Side view of Moltke crater taken from Apollo 10. Credit: Public Domain
A team of researchers affiliated with several institutions in China, one in Italy and one in Iceland used a machine learning artificial intelligence application to count and note the location of more than 100,000 craters on the moon. In their paper published in the journal Communications about nature, the group describes the programming of their crater recognition system, training it with data collected by Chinese lunar orbiters.
Previous work to identify and map the craters on the moon tended to be a slow process – usually done manually, with researchers studying photos and transferring these observations to monthly maps or globes. In this new effort, researchers have found a way to dramatically speed up the process by teaching a computer to identify craters and then count them.
Teaching a computer to recognize craters on the moon has been a difficult process because of the many shapes that craters can take. Not all are round and have different ages, which means that the definition of characteristics has eroded over long periods of time. Scientists would like to harass all the craters on the moon and meet each of them – this could provide a unique way to study the history of the solar system.
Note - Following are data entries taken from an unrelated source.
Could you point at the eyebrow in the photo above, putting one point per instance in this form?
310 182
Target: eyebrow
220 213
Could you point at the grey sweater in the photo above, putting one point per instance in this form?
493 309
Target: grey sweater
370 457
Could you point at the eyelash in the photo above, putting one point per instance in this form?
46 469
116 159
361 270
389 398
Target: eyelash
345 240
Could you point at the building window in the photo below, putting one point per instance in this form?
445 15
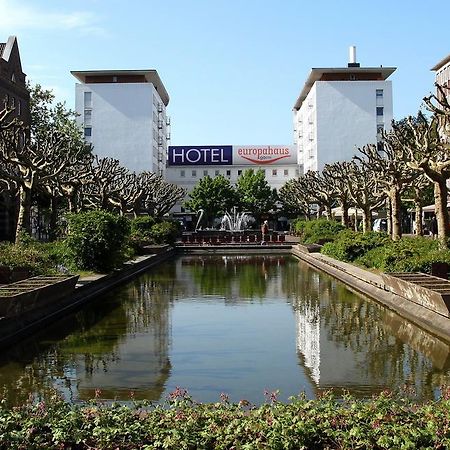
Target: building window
87 98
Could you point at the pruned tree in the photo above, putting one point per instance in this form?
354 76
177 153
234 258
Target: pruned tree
212 195
364 192
295 194
335 176
320 190
160 196
428 153
386 165
106 180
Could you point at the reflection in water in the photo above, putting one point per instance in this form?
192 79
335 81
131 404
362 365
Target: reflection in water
235 324
348 342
The new approach of the team working in China involved the training of a machine learning application on the basics of craters. He was then instructed to see the craters with a broader perspective, with data from the Chinese lunar orbiters Chang’e-1 and Chang’e-2. Once the system found out what to look for, the researchers used it to analyze data from the Chang’e 5 lander, which was part of the Chinese mission that recovered rocks from the moon’s surface. The AI application used this data to identify and count craters in the middle and low latitude regions of the moon. The new system counted 109,956 craters – far more than ever before. He also kept track of the location of each of the craters he found and placed each in a predefined geological time period depending on how much he eroded the crater.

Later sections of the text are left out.